Es el testimonio de Rim Battikha, una mujer siria, madre de dos hijos: Pierre de 19 años y Jad de 13 años. Ella, su marido, Fadi Janawi, y los dos chicos salieron de Alepo, su ciudad natal, hace dos años y tres meses. Ahora viven como refugiados en Toledo, donde han sido acogidos y donde trabajan como voluntarios en Cáritas. Sus respectivas familias aún continúan en Alepo, ellos ya no pueden salir. El domingo contaban su testimonio en Cartagena, en la convivencia de la Parroquia San Fulgencio, en la que explicaron cómo era la vida antes y después de la guerra en su país.
“Sí, hay cristianos en Siria”. Así comenzaba Fadi su relato, en el que hizo un repaso por la historia que une a su país y a la religión cristiana, que data de hace 2.000 años. Antes de la guerra había alrededor de un 1.600.000 cristianos y más de 300 parroquias, en las que se vivían diferentes ritos católicos y diferentes confesiones cristianas. En Alepo concretamente, en su ciudad, había 150.000 cristianos y 30 parroquias. Antes de que comenzara la guerra en 2011 los cristianos vivían en libertad su fe, en barrios en los que podían expresar públicamente su creencia con adornos, luces o árboles en Navidad, por ejemplo.
La guerra
“En 2011 empieza la guerra en Siria –recuerda Fadi–. Los cristianos vivieron y se enfrentaron a mucho sufrimiento. Ahora viven en zonas controladas por el Gobierno”. 

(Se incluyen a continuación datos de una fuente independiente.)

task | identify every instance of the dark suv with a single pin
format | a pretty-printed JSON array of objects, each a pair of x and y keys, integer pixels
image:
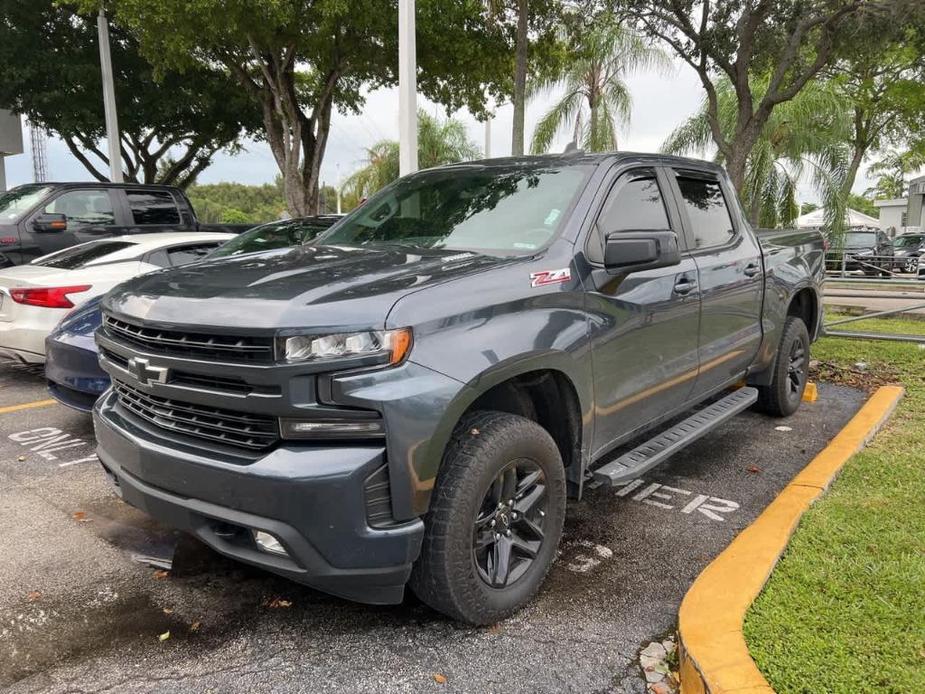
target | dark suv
[{"x": 41, "y": 218}]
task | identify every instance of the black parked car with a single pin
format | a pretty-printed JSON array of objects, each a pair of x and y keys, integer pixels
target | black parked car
[
  {"x": 41, "y": 218},
  {"x": 869, "y": 250},
  {"x": 907, "y": 249}
]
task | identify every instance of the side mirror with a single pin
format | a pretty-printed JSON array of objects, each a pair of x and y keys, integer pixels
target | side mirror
[
  {"x": 50, "y": 221},
  {"x": 632, "y": 251}
]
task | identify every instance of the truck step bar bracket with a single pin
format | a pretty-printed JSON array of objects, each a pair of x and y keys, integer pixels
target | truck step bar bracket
[{"x": 662, "y": 446}]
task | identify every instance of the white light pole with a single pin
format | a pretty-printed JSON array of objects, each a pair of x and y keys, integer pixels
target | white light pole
[
  {"x": 109, "y": 100},
  {"x": 407, "y": 90}
]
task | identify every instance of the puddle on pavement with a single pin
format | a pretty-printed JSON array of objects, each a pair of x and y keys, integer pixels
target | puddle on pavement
[{"x": 47, "y": 632}]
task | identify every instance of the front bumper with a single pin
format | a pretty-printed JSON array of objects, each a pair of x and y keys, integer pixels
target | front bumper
[{"x": 310, "y": 497}]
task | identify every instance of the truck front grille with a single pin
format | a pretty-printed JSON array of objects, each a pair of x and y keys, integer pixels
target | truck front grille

“Hay áreas donde todas las parroquias están destruidas parcial o completamente. Pero los grupos armados no sólo destrozan, sino que también queman las iglesias y roban todo lo que hay de valor en ellas. Rompen las estatuas de la Virgen, a los iconos les quitan los ojos o las caras, destruyen las cruces”. Pero eso no es todo, este refugiado asegura que “el sufrimiento de los cristianos no es sólo porque destruyan las parroquias y las iglesias, sino que los grupos islámicos también han secuestrado a sacerdotes y obispos”, entre otros.
Muchos cristianos murieron en esta guerra en Alepo; de los 150.000 que había antes de la guerra, tan solo quedan 40.000. Algunos murieron y otros pudieron huir como esta familia.

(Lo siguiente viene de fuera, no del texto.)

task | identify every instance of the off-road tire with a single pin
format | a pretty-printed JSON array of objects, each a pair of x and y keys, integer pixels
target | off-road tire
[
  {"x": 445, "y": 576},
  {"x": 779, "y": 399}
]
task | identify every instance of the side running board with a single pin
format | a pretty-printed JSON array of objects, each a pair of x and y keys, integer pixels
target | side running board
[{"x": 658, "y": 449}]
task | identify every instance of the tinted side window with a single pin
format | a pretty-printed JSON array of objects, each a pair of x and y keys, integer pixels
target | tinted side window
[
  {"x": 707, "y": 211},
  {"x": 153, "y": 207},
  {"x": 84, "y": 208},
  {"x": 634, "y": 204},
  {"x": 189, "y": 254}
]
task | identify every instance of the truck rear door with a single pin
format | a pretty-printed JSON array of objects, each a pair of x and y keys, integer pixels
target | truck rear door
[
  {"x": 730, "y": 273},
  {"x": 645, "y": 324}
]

“A pesar de todo el sufrimiento, los cristianos en Siria mantienen la esperanza y confianza en Dios, que se hace aún más fuerte. Me gustaría mandar un mensaje al mundo: la fe sigue y los cristianos siguen. La fe en Dios continúa”. Fadi Janawi junto a su familia pide oraciones por su pueblo: “Rezad por la paz en Siria, por vuestros hermanos mayores en la fe. Somos un mismo cuerpo, y cuando un órgano sufre, no sólo todo el cuerpo sufre, el Señor sufre con él”.